Image source: YouTube

Have trouble getting your teen to stop snapchatting long enough to set the table? Or how about getting your kid to sit calmly without a tablet cartoon running in front of him?

Such was the scene set by an Australian sauce maker in a recent commercial.

"Technology has hijacked family dinnertime," the video was titled.

Image source: YouTube

But Dolmino has a solution.

It might look like your everyday pepper mill, but the one in the Australian sauce company's commercial is much more. As demonstrated in the video, giving the pepper mill a twist shuts down TVs, smartphones and access to the Internet in the nearby vicinity.

Image source: YouTube

The campaign captured both initial reactions and what happened once it set in that the tech wasn't turning back on anytime soon.

"Tablets and tantrums were thrown," the video stated. "But the world didn't end. Family dinnertime was reclaimed."

Image source: YouTube

Watch the ad:

Though the "pepper hacker" isn't "verified or authorized for commercial application," the point was to spur conversation and "help us bring families together at dinnertime."

"The Dolmio Pepper Hacker might not be available to every household yet but we believe that our experiment perfectly shows that once you disconnect from your technology at the dinner table you can really connect as a family," Richard Stear, marketing director of Dolmino's parent company Mars Food Australia, told the marketing and media website mUmbrella.

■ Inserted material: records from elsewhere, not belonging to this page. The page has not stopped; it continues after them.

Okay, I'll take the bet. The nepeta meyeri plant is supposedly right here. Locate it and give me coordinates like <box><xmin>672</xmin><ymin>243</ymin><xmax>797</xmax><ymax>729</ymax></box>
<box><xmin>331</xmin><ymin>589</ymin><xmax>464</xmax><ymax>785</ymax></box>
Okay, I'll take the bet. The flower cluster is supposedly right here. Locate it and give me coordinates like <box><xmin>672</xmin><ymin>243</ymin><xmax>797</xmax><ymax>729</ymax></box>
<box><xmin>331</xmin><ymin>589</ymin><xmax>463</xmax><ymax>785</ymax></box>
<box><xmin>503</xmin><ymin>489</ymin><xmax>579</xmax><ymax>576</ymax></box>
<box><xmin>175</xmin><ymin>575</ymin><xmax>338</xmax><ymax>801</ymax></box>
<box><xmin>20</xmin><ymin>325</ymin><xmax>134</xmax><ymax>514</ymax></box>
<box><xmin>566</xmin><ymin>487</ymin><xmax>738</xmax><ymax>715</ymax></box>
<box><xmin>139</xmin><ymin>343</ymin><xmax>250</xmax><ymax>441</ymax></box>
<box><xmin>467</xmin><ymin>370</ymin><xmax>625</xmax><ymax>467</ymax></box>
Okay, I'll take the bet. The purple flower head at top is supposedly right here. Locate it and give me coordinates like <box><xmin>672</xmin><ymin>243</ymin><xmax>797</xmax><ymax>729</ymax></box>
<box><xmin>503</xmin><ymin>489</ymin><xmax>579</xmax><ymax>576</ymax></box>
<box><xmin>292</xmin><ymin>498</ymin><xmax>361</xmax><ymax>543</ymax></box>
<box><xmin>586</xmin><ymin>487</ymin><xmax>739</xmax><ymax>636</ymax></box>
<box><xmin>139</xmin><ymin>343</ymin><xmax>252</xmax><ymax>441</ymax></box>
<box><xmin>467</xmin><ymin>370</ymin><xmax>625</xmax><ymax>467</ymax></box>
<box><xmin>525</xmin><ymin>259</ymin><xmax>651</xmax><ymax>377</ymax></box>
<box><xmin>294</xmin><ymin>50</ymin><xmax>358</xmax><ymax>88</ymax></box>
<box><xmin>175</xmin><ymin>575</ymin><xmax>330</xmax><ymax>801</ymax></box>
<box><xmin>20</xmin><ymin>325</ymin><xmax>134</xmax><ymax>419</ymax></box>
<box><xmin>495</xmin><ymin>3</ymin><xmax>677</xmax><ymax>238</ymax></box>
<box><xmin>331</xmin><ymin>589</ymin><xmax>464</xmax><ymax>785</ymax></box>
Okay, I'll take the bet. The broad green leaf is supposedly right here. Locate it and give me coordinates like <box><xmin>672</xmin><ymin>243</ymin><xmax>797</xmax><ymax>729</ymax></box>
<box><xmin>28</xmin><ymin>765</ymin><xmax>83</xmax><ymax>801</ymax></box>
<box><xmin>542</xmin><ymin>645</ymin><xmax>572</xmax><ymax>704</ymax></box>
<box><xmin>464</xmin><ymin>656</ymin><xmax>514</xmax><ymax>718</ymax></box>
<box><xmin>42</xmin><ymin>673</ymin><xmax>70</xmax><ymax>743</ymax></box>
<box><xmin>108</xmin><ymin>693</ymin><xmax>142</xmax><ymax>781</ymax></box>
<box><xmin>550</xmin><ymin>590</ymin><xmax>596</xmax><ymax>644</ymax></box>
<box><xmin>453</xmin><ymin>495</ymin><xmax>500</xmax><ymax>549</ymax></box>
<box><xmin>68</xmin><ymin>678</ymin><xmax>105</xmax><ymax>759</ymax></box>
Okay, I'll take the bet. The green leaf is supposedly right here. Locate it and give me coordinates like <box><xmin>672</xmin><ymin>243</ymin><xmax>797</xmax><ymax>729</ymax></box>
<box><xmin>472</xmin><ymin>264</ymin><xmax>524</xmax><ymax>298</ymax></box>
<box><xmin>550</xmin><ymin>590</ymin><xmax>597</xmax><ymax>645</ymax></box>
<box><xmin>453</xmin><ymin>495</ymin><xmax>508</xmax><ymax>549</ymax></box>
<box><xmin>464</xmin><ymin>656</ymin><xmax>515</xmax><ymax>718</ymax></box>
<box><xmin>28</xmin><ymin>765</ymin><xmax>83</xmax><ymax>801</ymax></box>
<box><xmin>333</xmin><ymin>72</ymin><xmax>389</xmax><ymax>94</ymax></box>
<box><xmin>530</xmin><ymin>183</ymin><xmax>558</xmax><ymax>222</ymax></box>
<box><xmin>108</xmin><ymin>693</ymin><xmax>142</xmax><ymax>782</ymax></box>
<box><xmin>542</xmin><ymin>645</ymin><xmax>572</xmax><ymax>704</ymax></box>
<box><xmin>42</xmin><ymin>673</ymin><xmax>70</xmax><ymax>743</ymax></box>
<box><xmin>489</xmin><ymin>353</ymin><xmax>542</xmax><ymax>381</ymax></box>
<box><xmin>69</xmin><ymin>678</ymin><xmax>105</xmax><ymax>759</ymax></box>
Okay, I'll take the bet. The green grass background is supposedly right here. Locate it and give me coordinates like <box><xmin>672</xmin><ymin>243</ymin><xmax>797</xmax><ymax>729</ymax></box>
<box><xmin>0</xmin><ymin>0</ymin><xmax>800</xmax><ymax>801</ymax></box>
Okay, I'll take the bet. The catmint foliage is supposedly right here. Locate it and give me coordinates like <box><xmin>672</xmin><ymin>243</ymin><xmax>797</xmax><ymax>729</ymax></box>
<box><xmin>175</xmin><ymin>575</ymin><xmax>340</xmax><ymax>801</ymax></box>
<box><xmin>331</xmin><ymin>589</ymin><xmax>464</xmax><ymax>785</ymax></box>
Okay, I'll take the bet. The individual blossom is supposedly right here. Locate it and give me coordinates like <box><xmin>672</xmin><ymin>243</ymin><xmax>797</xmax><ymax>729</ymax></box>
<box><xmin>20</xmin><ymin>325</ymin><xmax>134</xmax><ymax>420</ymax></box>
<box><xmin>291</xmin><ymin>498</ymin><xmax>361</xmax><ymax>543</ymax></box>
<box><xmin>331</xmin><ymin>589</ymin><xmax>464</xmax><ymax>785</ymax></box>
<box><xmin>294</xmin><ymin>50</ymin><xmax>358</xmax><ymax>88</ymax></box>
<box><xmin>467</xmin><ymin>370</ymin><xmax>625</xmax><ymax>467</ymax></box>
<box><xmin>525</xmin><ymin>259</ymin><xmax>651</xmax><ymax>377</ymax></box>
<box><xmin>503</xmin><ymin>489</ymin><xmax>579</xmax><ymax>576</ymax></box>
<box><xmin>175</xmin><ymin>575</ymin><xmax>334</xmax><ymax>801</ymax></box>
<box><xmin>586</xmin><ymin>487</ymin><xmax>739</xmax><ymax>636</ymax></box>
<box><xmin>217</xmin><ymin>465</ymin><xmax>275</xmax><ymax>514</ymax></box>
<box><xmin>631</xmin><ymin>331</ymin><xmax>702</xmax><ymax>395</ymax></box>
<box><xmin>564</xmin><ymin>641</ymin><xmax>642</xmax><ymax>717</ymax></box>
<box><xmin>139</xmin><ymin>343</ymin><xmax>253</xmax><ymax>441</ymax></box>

The ad was created for Dolmino by Clemenger BBDO Sydney, which "crossed a pepper cracker with something like an EMP (one of those electromagnetic bomb things that knocks out anything technical)," creative director Paul Nagy told mUmbrella.

"Seriously, we did," he said.

Image source: YouTube

After the campaign began last week, some questioned the legitimacy of the device and wondered if laws were broken to block cellphone signals, proposing that the ad was created just to win awards. The company though insists it's legit. Here's more on how it works, according to a separate post by mUmbrella:

It works by employing “a couple of different units that employ the technology to disable the TV, the Wifi and disable the mobile device,” [Brendan Forster with Clemenger BBDO] explained. “It’s actually a really innovative tech solution to come up with.”

The Pepper Hacker uses home automation elements to switch off anything that is plugged into the home automated switch, a device which controls certain elements around the home, for 30 minutes.

To shut down the mobile devices it uses a remote device management system which installs a profile on selected devices allowing commands or messages to be sent to it from the grinder.

Only the mothers in the families involved in the experiment knew what was going to happen when the grinder received a twist, mUmbrella reported.

Dolmino did not immediately respond to TheBlaze's request for comment.